Congratulations to Marek Stastna, professor of Applied Mathematics, on being awarded $1.65 million in funding for an NSERC Collaborative Research and Training Experience (CREATE) program. Stastna and his team's CREATE program is titled “Training for Novel Directions in Quantitative Climate Science.”
CREATE programs support “the training and mentoring of teams of highly qualified students and postdoctoral fellows from Canada and abroad through the development of innovative training programs” that encourage collaboration, address significant scientific challenges, and enable professionalization.

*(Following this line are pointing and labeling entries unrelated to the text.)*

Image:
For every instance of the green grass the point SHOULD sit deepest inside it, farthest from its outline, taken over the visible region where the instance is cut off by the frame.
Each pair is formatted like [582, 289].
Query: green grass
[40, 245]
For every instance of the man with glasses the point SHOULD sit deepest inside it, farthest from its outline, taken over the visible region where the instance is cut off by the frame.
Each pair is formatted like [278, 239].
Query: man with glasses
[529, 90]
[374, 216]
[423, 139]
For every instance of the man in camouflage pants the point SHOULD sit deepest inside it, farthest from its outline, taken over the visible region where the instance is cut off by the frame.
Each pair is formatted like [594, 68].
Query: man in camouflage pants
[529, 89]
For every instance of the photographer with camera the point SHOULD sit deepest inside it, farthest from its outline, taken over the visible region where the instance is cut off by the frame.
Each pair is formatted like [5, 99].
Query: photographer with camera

“I hope the funding leads to a greater profile for the Faculty of Mathematics within the climate space, both at UW and beyond,” Stastna says. “I also hope it will increase Math’s profile in interdisciplinary research. I feel both excited to start, and a bit nervous due to the novelty of the endeavour.”
Stastna, who completed all his degrees at Waterloo and has taught here since 2004, has been conducting research at the intersection of mathematics and climate science for decades. He has served as both the publications director and the president of the Canadian Meteorological and Oceanographic Society, and is currently the chief editor of Atmosphere-Ocean.

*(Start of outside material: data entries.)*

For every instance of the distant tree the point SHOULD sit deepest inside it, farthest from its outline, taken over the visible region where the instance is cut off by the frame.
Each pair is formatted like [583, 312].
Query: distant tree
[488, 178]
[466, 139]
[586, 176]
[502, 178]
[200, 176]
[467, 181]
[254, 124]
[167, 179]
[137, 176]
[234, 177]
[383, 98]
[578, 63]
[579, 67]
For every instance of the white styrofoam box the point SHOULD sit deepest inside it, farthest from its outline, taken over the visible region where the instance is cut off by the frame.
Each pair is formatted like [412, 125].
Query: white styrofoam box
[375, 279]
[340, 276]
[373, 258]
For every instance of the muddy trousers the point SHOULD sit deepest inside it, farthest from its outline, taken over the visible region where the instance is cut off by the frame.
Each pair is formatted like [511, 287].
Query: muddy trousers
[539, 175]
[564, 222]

Stastna says that he applied for CREATE program funding “as a way to strengthen a community of like-minded individuals who see a strong role for the quantitative/mathematical side of climate science.” The funding will help bring in graduate students focused on this research, will allow for summer education with a broad student footprint, will allow for stronger relationship between Waterloo and the three other participating institutions (The University of Toronto, McGill University, and Dalhousie University) as well as Environment and Climate Change Canada and the Department of Fisheries and Oceans. It will also ideally increase graduate student opportunities for employment in industry and government post-graduation.
“I would like to thank my co-PI Francis Poulin, who advocated for taking a CREATE on and convinced me this was a good idea (and helped all along the way),” Stastna says. He is also grateful to Brittany Reiche and Sarindra Andrianasolo in the Mathematics Office of Research, the office of the Vice President, Research and International, and the deans of the Faculties of Mathematics, Engineering, and Environment.